The run, held on Sept. 19, is part of a long tradition that is well regarded. Runner’s World has named the Great Cow Harbor 10K Run as one of the top 100 races in the country.
This year’s race saw American participants from 41 states and numerous countries.
“It’s really great to see all the people coming down to support this run,” said longtime event volunteer and Northport resident, James Milano.
The 24-year-old has helped with the race since he was a kid, until he went away to college, but that something about the event keeps drawing him back.
“The course is beautiful, with lots of trees and just over the pit you get a nice view,” Milano said. “I’ve heard people say that they like the track because it’s hilly, and it is definitely scenic.”
The race hosted 5,000 runners, with twice as many spectators cheering them on, and encouraging the athletes to complete the course.
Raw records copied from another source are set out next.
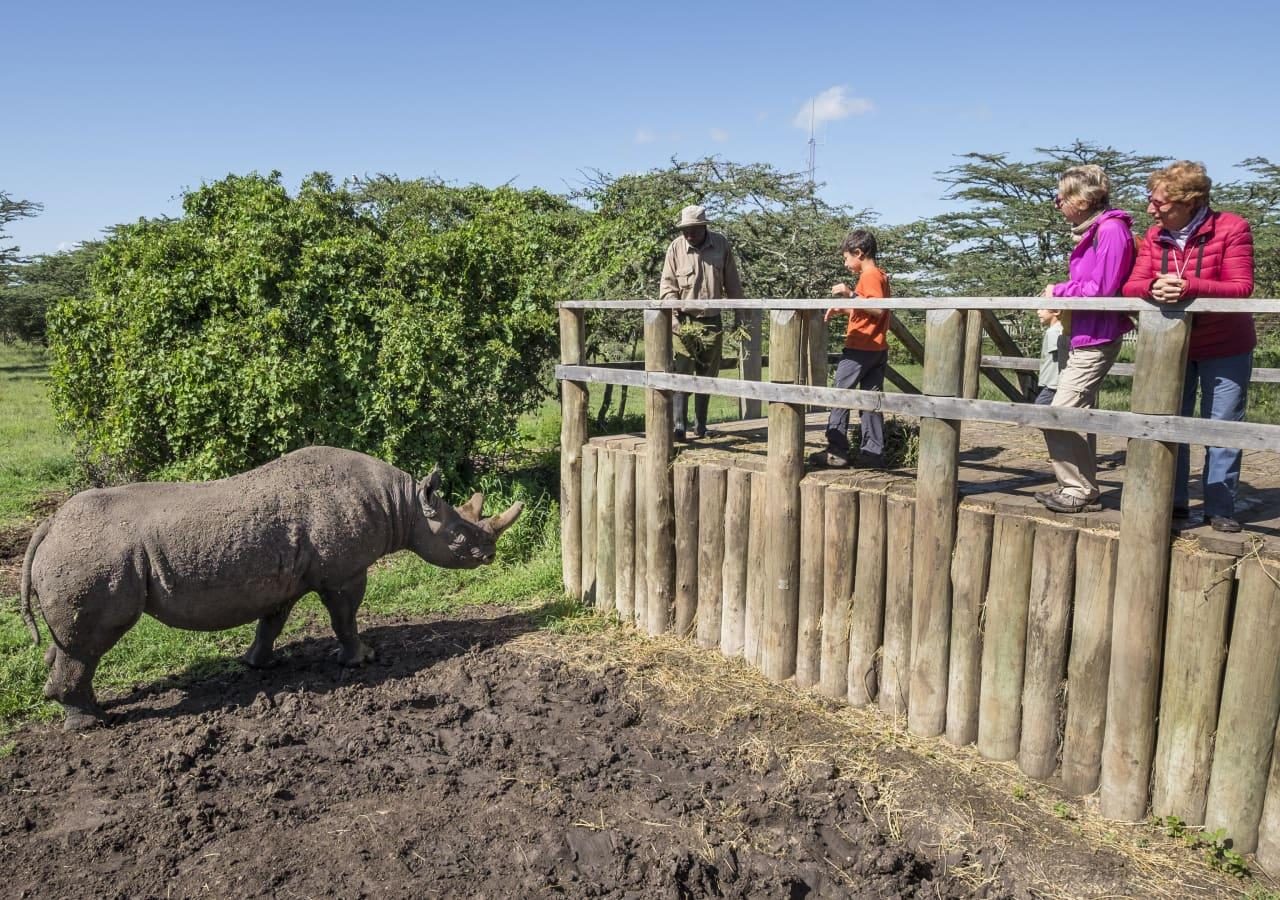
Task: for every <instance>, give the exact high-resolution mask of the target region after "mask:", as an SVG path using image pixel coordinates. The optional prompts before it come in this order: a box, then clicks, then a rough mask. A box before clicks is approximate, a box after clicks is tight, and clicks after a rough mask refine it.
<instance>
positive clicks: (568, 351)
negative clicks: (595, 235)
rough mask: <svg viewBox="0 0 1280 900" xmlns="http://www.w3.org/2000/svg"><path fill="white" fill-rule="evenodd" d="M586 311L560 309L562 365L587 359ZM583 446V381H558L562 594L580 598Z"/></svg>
mask: <svg viewBox="0 0 1280 900" xmlns="http://www.w3.org/2000/svg"><path fill="white" fill-rule="evenodd" d="M585 314H586V311H585V310H563V309H562V310H561V311H559V325H561V362H563V364H564V365H566V366H580V365H582V362H584V358H585V357H586V329H585V328H584V323H585ZM585 443H586V382H561V567H562V577H563V580H564V593H566V594H568V595H570V597H572V598H573V599H575V600H581V599H582V446H584V444H585Z"/></svg>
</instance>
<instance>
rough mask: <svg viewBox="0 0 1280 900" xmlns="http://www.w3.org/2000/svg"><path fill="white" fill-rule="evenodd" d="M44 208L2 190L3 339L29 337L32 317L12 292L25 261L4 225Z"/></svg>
mask: <svg viewBox="0 0 1280 900" xmlns="http://www.w3.org/2000/svg"><path fill="white" fill-rule="evenodd" d="M42 209H44V207H42V206H41V205H40V204H36V202H32V201H29V200H14V198H13V196H12V195H9V193H8V192H6V191H0V338H4V339H13V338H27V329H26V328H24V324H26V323H27V321H28V319H29V316H28V314H27V309H26V303H20V302H19V301H18V298H17V297H14V296H13V294H12V293H10V287H12V285H13V284H14V283H15V282H17V275H18V269H19V265H20V262H22V261H23V260H22V256H20V255H19V251H18V246H17V245H12V243H9V239H10V238H9V234H8V233H6V232H5V228H6V227H8V225H9V223H12V221H17V220H18V219H24V218H28V216H33V215H37V214H38V213H40V211H41V210H42Z"/></svg>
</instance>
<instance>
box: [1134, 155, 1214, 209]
mask: <svg viewBox="0 0 1280 900" xmlns="http://www.w3.org/2000/svg"><path fill="white" fill-rule="evenodd" d="M1212 187H1213V182H1212V181H1210V177H1208V173H1207V172H1204V164H1203V163H1192V161H1190V160H1178V161H1176V163H1171V164H1170V165H1166V166H1165V168H1164V169H1157V170H1156V172H1152V173H1151V177H1149V178H1147V191H1155V189H1156V188H1164V189H1165V197H1166V198H1169V200H1171V201H1174V202H1175V204H1189V205H1190V206H1192V207H1193V209H1199V207H1201V206H1208V192H1210V188H1212Z"/></svg>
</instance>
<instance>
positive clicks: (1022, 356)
mask: <svg viewBox="0 0 1280 900" xmlns="http://www.w3.org/2000/svg"><path fill="white" fill-rule="evenodd" d="M982 365H983V366H986V367H988V369H1015V370H1018V371H1039V360H1036V358H1032V357H1029V356H984V357H982ZM1133 370H1134V366H1133V364H1132V362H1116V364H1115V365H1114V366H1111V369H1110V370H1108V371H1107V375H1119V376H1120V378H1133ZM1249 380H1251V382H1258V383H1266V384H1275V383H1280V369H1254V370H1253V375H1251V376H1249Z"/></svg>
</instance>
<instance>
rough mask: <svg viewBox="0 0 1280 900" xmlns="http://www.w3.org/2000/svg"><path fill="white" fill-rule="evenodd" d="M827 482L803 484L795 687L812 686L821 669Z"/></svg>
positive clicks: (821, 661) (802, 488)
mask: <svg viewBox="0 0 1280 900" xmlns="http://www.w3.org/2000/svg"><path fill="white" fill-rule="evenodd" d="M826 510H827V485H824V484H823V483H820V481H814V480H813V479H809V480H806V481H801V483H800V595H799V598H797V607H799V608H797V616H796V687H813V686H814V685H815V684H818V679H819V673H820V671H822V602H823V584H824V579H823V566H824V565H826V559H827V553H826V549H827V547H826V540H827V535H826V516H824V513H826Z"/></svg>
Northport resident Chris Hammer, 64, has lived in a small home located along the center of the race course for the past 20 years and says that she and her family look forward to the big event every year.
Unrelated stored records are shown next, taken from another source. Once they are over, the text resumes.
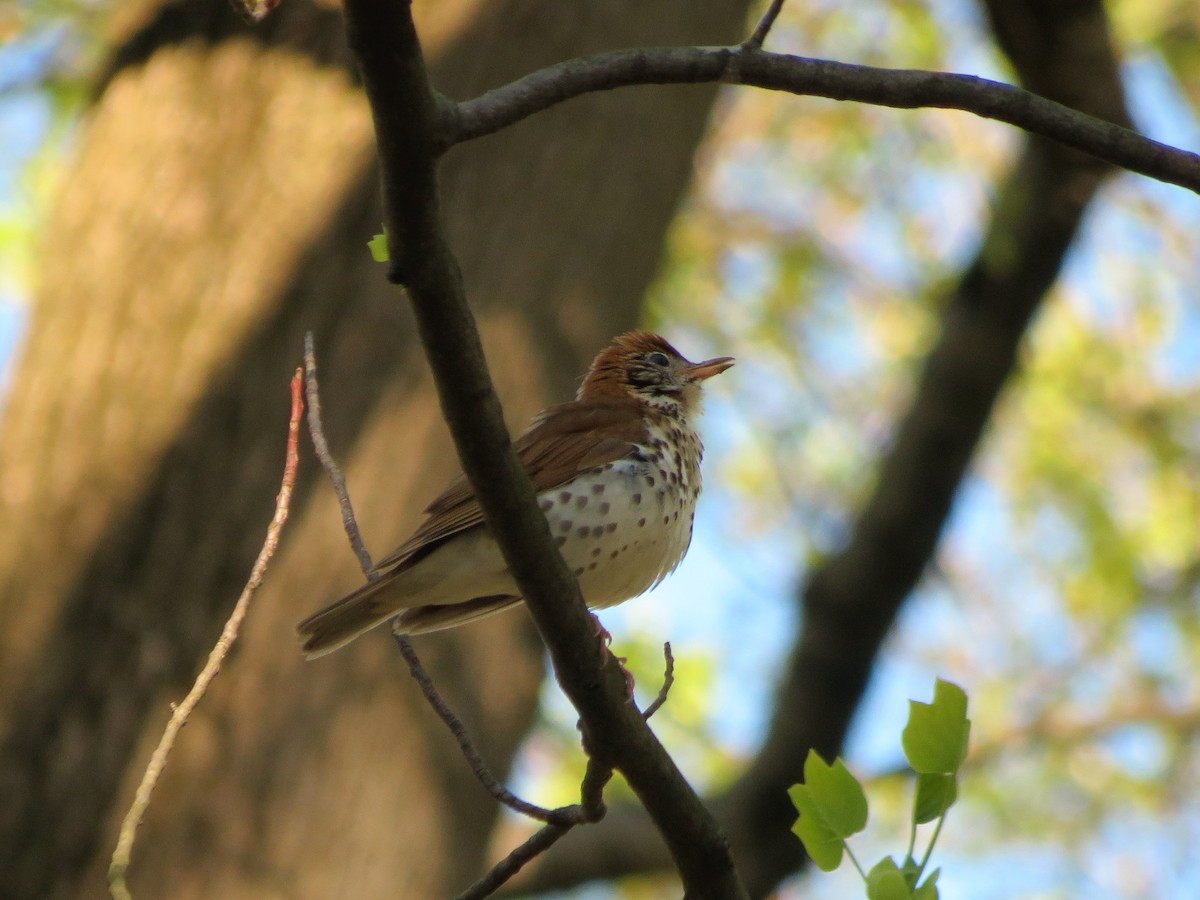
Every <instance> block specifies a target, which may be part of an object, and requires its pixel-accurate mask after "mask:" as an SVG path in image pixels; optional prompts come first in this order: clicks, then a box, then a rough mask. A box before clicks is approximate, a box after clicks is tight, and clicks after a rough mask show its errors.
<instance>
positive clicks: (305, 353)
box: [304, 331, 374, 578]
mask: <svg viewBox="0 0 1200 900" xmlns="http://www.w3.org/2000/svg"><path fill="white" fill-rule="evenodd" d="M304 372H305V378H304V383H305V394H306V396H307V400H308V434H310V436H311V437H312V445H313V449H314V450H316V451H317V458H318V460H320V464H322V466H323V467H324V469H325V472H328V473H329V480H330V481H332V482H334V493H335V494H337V504H338V506H341V510H342V527H343V528H344V529H346V536H347V538H349V539H350V547H352V548H353V550H354V554H355V556H356V557H358V558H359V565H360V566H361V568H362V574H364V575H366V576H367V577H368V578H370V577H371V572H372V570H373V569H374V564H373V563H372V562H371V554H370V553H368V552H367V547H366V545H365V544H364V542H362V535H361V534H360V533H359V523H358V521H356V520H355V518H354V508H353V506H352V505H350V496H349V493H347V491H346V475H343V474H342V469H341V467H338V464H337V462H336V461H335V460H334V456H332V454H330V452H329V442H328V440H325V427H324V425H322V421H320V390H319V389H318V384H317V354H316V352H314V350H313V343H312V331H306V332H305V336H304Z"/></svg>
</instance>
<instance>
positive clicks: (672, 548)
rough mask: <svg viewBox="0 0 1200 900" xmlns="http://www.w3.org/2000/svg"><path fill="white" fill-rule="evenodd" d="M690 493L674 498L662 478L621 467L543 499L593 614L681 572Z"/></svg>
mask: <svg viewBox="0 0 1200 900" xmlns="http://www.w3.org/2000/svg"><path fill="white" fill-rule="evenodd" d="M650 480H653V482H654V484H649V481H650ZM690 487H691V486H685V487H683V490H680V488H679V487H673V488H671V490H667V486H666V485H664V479H662V478H660V476H659V473H658V472H656V470H654V472H653V474H648V470H647V469H646V467H644V466H642V464H640V463H634V462H620V463H617V466H616V467H614V468H613V469H612V470H605V472H601V473H594V474H592V475H583V476H581V478H578V479H576V481H574V482H572V484H571V485H570V487H569V488H562V490H559V491H554V492H552V493H547V494H542V509H544V510H545V511H546V517H547V520H548V521H550V527H551V533H552V534H553V535H554V536H556V539H557V540H558V545H559V548H560V551H562V553H563V558H564V559H565V560H566V564H568V566H569V568H570V569H571V570H572V571H574V572H575V575H576V576H577V577H578V580H580V588H581V589H582V592H583V599H584V601H586V602H587V605H588V606H590V607H593V608H601V607H605V606H612V605H613V604H619V602H622V601H624V600H629V599H630V598H634V596H637V595H638V594H641V593H643V592H646V590H648V589H649V588H652V587H654V586H655V584H656V583H658V582H660V581H661V580H662V578H664V577H665V576H666V575H667V574H670V572H671V571H672V570H673V569H674V568H676V566H677V565H678V564H679V560H680V559H683V556H684V553H686V551H688V545H689V544H690V542H691V523H692V514H694V511H695V493H696V491H694V490H690ZM696 487H697V488H698V486H696ZM551 502H552V505H551Z"/></svg>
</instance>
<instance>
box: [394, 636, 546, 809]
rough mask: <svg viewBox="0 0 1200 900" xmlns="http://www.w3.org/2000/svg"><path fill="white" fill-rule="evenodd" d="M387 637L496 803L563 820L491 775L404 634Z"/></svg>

“We just love to sit here and cheer people on from beginning to end,” Hammer said. “It’s a great weekend.”
Hammer plays songs on her portable stereo by James Brown, Bob Marley and contemporary artists like OneRepublic to motivate the runners. Looming overhead and swaying to the music is a rod puppet of a purple cow she created herself more than ten years ago that she controls from her stoop.
Hammer says that all four of her children have participated in the Cow Harbor Run throughout the years, and that this feat of athleticism is inspiring.
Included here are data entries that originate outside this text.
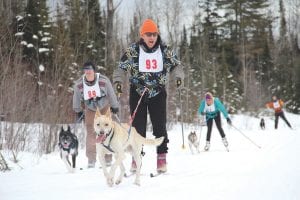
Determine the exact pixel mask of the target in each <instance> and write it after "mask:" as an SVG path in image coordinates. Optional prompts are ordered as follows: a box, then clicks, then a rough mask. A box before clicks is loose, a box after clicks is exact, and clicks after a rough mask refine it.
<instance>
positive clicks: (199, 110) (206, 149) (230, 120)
mask: <svg viewBox="0 0 300 200" xmlns="http://www.w3.org/2000/svg"><path fill="white" fill-rule="evenodd" d="M198 112H199V114H201V115H205V117H206V124H207V135H206V145H205V147H204V150H205V151H208V150H209V148H210V137H211V131H212V125H213V120H215V122H216V126H217V128H218V130H219V132H220V135H221V137H222V141H223V144H224V146H225V147H226V148H227V147H228V142H227V139H226V136H225V133H224V130H223V129H222V124H221V115H220V112H222V113H223V115H224V117H225V118H226V120H227V123H228V124H230V125H231V120H230V118H229V116H228V113H227V111H226V109H225V107H224V105H223V104H222V102H221V101H220V100H219V99H218V98H214V97H213V95H212V94H211V93H210V92H207V93H206V94H205V99H204V100H202V101H201V103H200V106H199V109H198Z"/></svg>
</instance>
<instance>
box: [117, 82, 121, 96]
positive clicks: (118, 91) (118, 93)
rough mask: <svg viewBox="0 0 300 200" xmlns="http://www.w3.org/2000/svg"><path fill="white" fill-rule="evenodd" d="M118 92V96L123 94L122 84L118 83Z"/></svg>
mask: <svg viewBox="0 0 300 200" xmlns="http://www.w3.org/2000/svg"><path fill="white" fill-rule="evenodd" d="M116 91H117V93H118V94H121V93H122V85H121V83H120V82H117V83H116Z"/></svg>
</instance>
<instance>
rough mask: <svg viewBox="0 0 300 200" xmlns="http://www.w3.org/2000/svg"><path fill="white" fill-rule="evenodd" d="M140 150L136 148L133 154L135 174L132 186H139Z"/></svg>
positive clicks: (140, 170)
mask: <svg viewBox="0 0 300 200" xmlns="http://www.w3.org/2000/svg"><path fill="white" fill-rule="evenodd" d="M141 151H142V148H137V149H136V150H134V152H133V157H134V160H135V163H136V173H135V181H134V184H136V185H138V186H140V185H141V181H140V176H141V168H142V157H141Z"/></svg>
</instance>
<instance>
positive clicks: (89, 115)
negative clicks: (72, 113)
mask: <svg viewBox="0 0 300 200" xmlns="http://www.w3.org/2000/svg"><path fill="white" fill-rule="evenodd" d="M83 71H84V75H83V76H81V77H80V78H79V79H78V80H77V81H76V82H75V85H74V94H73V110H74V111H75V112H76V113H77V118H78V119H79V118H82V116H84V117H85V127H86V131H87V135H86V156H87V158H88V167H89V168H91V167H95V162H96V136H95V133H94V125H93V123H94V117H95V111H96V109H97V107H98V108H99V110H100V112H101V113H102V114H104V113H105V112H106V111H107V109H111V111H112V112H113V113H114V114H116V113H117V112H118V111H119V103H118V101H117V97H116V94H115V92H114V89H113V87H112V84H111V82H110V80H109V79H108V78H107V77H106V76H104V75H102V74H100V73H95V66H94V64H93V63H92V62H86V63H84V65H83ZM83 112H84V115H83ZM77 121H78V120H77ZM105 159H106V163H107V165H110V163H111V160H112V158H111V155H106V156H105Z"/></svg>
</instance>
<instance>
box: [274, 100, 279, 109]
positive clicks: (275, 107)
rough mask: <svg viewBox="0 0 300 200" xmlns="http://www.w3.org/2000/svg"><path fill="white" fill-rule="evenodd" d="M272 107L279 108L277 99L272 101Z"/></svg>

“I just tell people who are interested in participating that they’ll need to pace themselves and keep taking one step after the next,” Hammer said. “I’ve never ran, but I’m truly inspired by how people do it.”
Commack resident, Charlie Gusman says he’s been running in the race since 1998, and it wasn’t until about 15 years ago that his daughter Charlene joined him on the track. “I think the crowd is terrific, and it’s a really good course,” he said.
The 69-year-old runner said that while the Cow Harbor course is good, running it isn’t without its challenges.
“It was okay for the first three miles today, but when the humidity set in, it was definitely a challenge,” Gusman said. “I wasn’t expecting that kind of heat.”
Gusman’s daughter Charlene, 43, says that running with her dad is a lot of fun and that they help support each other when they participate as a family.
“My dad has been running this race a little longer than I have, but I like joining him, we keep each other motivated during the race,” she said, adding that, “The atmosphere and seeing all of the people and the community coming together and running that scenic route is just a really great feeling.”